De acordo com a Delegacia da Mulher (DEM) de Balsas, o crime teria ocorrido no último dia 11 de outubro, em um bar da cidade. A vítima procurou a delegacia após desconfiar de que havia sido dopada. Segundo a delegada Ana Marisa Barbat, responsável pelo caso, a jovem relatou que não consome bebidas alcoólicas e havia pedido um drink sem álcool, mas começou a se sentir mal logo após ingerir a bebida.
“Ela notou que estava indisposta de uma forma que nunca havia sentido antes. A partir disso, iniciamos as investigações e realizamos exames toxicológicos para identificar a substância usada”, afirmou a delegada.

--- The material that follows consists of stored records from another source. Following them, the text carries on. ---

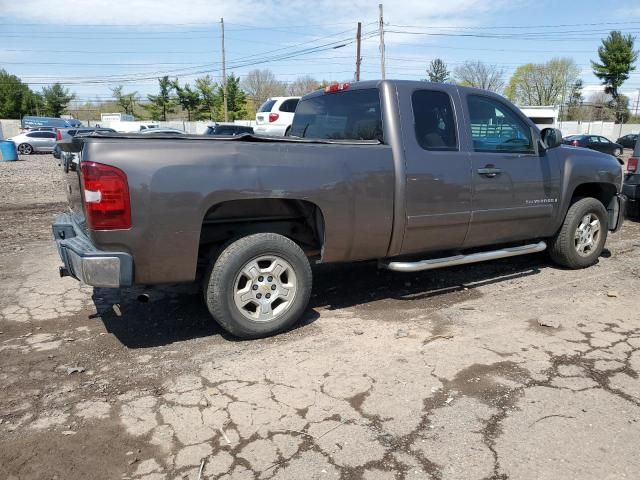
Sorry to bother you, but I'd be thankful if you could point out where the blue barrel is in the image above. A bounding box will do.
[0,140,18,162]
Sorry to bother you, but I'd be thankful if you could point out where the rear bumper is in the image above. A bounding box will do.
[52,214,133,288]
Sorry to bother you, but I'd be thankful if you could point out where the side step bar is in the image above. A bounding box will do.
[378,241,547,272]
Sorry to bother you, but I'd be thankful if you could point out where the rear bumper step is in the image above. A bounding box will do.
[378,241,547,272]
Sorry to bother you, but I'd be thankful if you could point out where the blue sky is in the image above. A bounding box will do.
[0,0,640,109]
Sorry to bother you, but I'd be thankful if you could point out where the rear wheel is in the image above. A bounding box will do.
[204,233,312,339]
[549,198,608,269]
[18,143,33,155]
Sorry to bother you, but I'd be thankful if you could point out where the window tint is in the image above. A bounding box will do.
[290,88,382,141]
[280,98,299,113]
[411,90,457,150]
[258,100,276,112]
[467,95,534,153]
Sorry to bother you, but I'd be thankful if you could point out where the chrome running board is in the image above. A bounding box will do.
[378,241,547,272]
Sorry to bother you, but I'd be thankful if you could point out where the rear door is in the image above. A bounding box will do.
[463,92,560,247]
[398,85,471,254]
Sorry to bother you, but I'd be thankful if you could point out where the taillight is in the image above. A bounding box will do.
[324,83,349,93]
[80,162,131,230]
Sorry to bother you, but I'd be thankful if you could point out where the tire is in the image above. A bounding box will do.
[204,233,312,339]
[549,197,609,269]
[18,143,33,155]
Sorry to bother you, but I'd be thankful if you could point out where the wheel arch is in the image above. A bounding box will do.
[198,198,325,265]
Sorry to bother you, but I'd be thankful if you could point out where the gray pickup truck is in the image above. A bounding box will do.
[53,81,625,338]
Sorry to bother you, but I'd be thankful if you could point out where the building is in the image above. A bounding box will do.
[100,113,134,122]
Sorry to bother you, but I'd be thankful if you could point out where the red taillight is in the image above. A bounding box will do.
[80,162,131,230]
[324,83,349,93]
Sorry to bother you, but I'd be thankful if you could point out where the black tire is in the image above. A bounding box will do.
[204,233,312,339]
[17,143,33,155]
[549,197,609,269]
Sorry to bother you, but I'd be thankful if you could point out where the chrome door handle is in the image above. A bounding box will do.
[478,166,502,178]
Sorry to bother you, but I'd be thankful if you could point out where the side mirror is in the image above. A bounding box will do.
[540,128,562,149]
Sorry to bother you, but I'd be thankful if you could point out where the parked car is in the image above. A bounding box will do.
[7,130,56,155]
[562,135,624,157]
[622,137,640,217]
[53,127,116,159]
[140,128,185,135]
[616,133,638,148]
[204,123,253,136]
[53,80,625,338]
[253,97,300,137]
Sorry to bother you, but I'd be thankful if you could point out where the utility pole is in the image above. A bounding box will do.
[378,3,386,80]
[356,22,362,82]
[220,18,229,122]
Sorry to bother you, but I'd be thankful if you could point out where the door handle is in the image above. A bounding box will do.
[478,165,502,178]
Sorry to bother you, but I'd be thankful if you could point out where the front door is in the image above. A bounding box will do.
[464,92,560,247]
[399,85,471,254]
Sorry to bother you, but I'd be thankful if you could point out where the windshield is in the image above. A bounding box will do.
[291,88,382,142]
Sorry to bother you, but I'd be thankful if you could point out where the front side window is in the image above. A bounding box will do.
[290,88,382,142]
[467,95,534,153]
[411,90,458,150]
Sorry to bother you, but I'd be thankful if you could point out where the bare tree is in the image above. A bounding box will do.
[505,58,580,106]
[242,69,287,111]
[287,75,320,97]
[427,58,451,83]
[454,61,504,92]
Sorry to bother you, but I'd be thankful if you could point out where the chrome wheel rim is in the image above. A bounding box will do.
[233,255,298,322]
[574,213,601,257]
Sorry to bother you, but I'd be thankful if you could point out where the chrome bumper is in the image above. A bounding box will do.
[52,214,133,288]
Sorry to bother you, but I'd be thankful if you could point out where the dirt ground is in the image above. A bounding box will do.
[0,155,640,480]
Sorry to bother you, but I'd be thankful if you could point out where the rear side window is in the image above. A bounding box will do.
[411,90,458,150]
[258,100,276,112]
[467,95,534,153]
[290,88,382,142]
[279,98,299,113]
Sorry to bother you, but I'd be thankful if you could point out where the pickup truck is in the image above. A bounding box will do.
[53,80,625,338]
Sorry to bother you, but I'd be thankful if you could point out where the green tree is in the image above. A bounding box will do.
[564,79,584,120]
[218,74,247,121]
[455,61,504,92]
[111,85,140,115]
[591,30,638,122]
[144,75,176,121]
[0,69,33,118]
[42,83,75,117]
[427,58,451,83]
[505,58,580,106]
[196,75,220,120]
[173,78,200,121]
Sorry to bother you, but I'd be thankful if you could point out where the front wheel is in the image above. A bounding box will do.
[18,143,33,155]
[549,198,608,269]
[204,233,312,339]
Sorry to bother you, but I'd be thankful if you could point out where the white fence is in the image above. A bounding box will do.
[558,122,640,141]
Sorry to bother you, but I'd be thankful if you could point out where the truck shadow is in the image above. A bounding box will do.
[93,250,568,348]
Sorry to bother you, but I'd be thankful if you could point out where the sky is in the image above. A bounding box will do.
[0,0,640,111]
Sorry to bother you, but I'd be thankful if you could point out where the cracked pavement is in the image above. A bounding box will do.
[0,156,640,480]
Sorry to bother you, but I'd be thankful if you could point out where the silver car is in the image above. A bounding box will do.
[7,131,56,155]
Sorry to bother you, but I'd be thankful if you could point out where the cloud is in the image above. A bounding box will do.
[0,0,519,28]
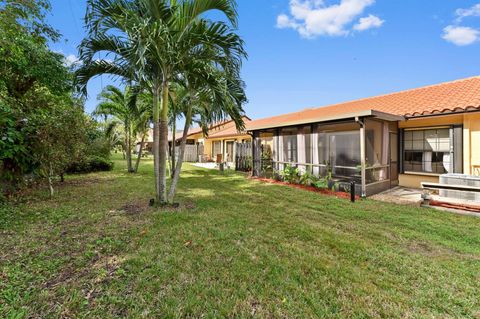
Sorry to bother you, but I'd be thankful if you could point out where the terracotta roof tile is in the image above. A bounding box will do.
[208,118,251,138]
[247,76,480,130]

As imagens das câmeras de segurança do estabelecimento confirmaram as suspeitas. O vídeo mostra o homem manipulando a bebida da vítima enquanto ela se ausentava para ir ao banheiro. “Ela pediu um drink sem álcool, e ele aproveitou o momento em que ela foi ao banheiro para adulterar a bebida. Quando ela voltou e tomou o drink, minutos depois já apresentava sinais de desorientação e cambaleava, como se estivesse embriagada”, relatou Ana Marisa.
As investigações indicam que o suspeito levou a jovem em estado de inconsciência para outro local, onde permaneceu com ela por cerca de duas horas. Após reunir provas do crime, a DEM representou pela prisão preventiva, que foi deferida pela Justiça e cumprida nesta quinta-feira.
O homem foi autuado pelos crimes de estupro de vulnerável, envenenamento de substância alimentícia e lesão corporal. “O caso teve rápida resposta graças à agilidade das investigações, sempre guiadas pelo compromisso com a proteção das mulheres. É importante reforçar que consentimento e respeito são inegociáveis”, destacou a delegada.
Ana Marisa explicou ainda que o caso é tratado como estupro de vulnerável, mesmo que não tenha havido conjunção carnal. “Por ela estar inconsciente, qualquer ato libidinoso sem consentimento configura estupro de vulnerável”, reforçou.
O crime de estupro de vulnerável está previsto no artigo 217-A do Código Penal, com pena que varia de 8 a 15 anos de prisão, podendo chegar a 20 anos em casos de lesão corporal grave e até 30 anos se resultar em morte.
As investigações continuam sob responsabilidade da Delegacia da Mulher de Balsas.